Now unique indices tell them apart.
Title: Re: Wild ontology - where am I wrong?
Post by: Zero on August 08, 2018, 09:43:27 pm
Well it seems fair: duplicates happen in real life. It's all about the resolution, the precision of data. In very low resolution, say 8x8 pic, one human really looks like another one. They're duplicate. But if you get better resolution, say 64x64, you start seeing little details, that help you distinguish humans. Same goes here. "John Doe" and "John Doe" look like duplicates, just because we don't have enough details. If you add their age in the dataset for example, maybe you can distinguish them, and tell who's who.
Title: Re: Wild ontology - where am I wrong?
Post by: 8pla.net on August 09, 2018, 07:26:29 am
"duplicates happen in real life", Zero said.
 Yes they do, but they can cause problems
 such as the Y2K bug which could not tell
 the difference between years 2000 & 1900.
Title: Re: Wild ontology - where am I wrong?
Post by: spydaz on August 09, 2018, 10:40:49 am
No lag at all.
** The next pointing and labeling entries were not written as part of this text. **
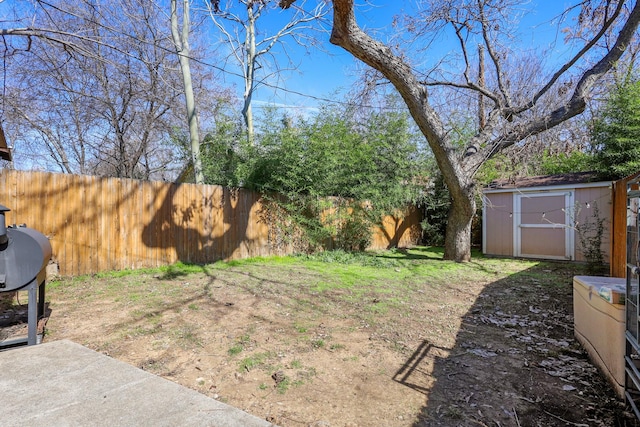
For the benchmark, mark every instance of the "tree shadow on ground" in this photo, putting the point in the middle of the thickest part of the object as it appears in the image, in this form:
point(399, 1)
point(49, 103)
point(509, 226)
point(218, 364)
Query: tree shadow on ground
point(514, 362)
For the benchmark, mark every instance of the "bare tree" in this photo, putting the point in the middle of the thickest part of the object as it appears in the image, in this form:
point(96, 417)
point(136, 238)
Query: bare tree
point(252, 48)
point(181, 42)
point(102, 98)
point(520, 103)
Mitsuku usually processes and responds to any input under half a second even when dealing with hundreds of users at once. She has to search and process over 300,000 categories and the responses are extremely quick.

This has also been a major problem, Response time!

Is it a programming issue(refactor/Simplify) or data searching issue?

How do you reduce the response time?

I constantly debate whether to move the Processing and data to the cloud to have some grid computing power?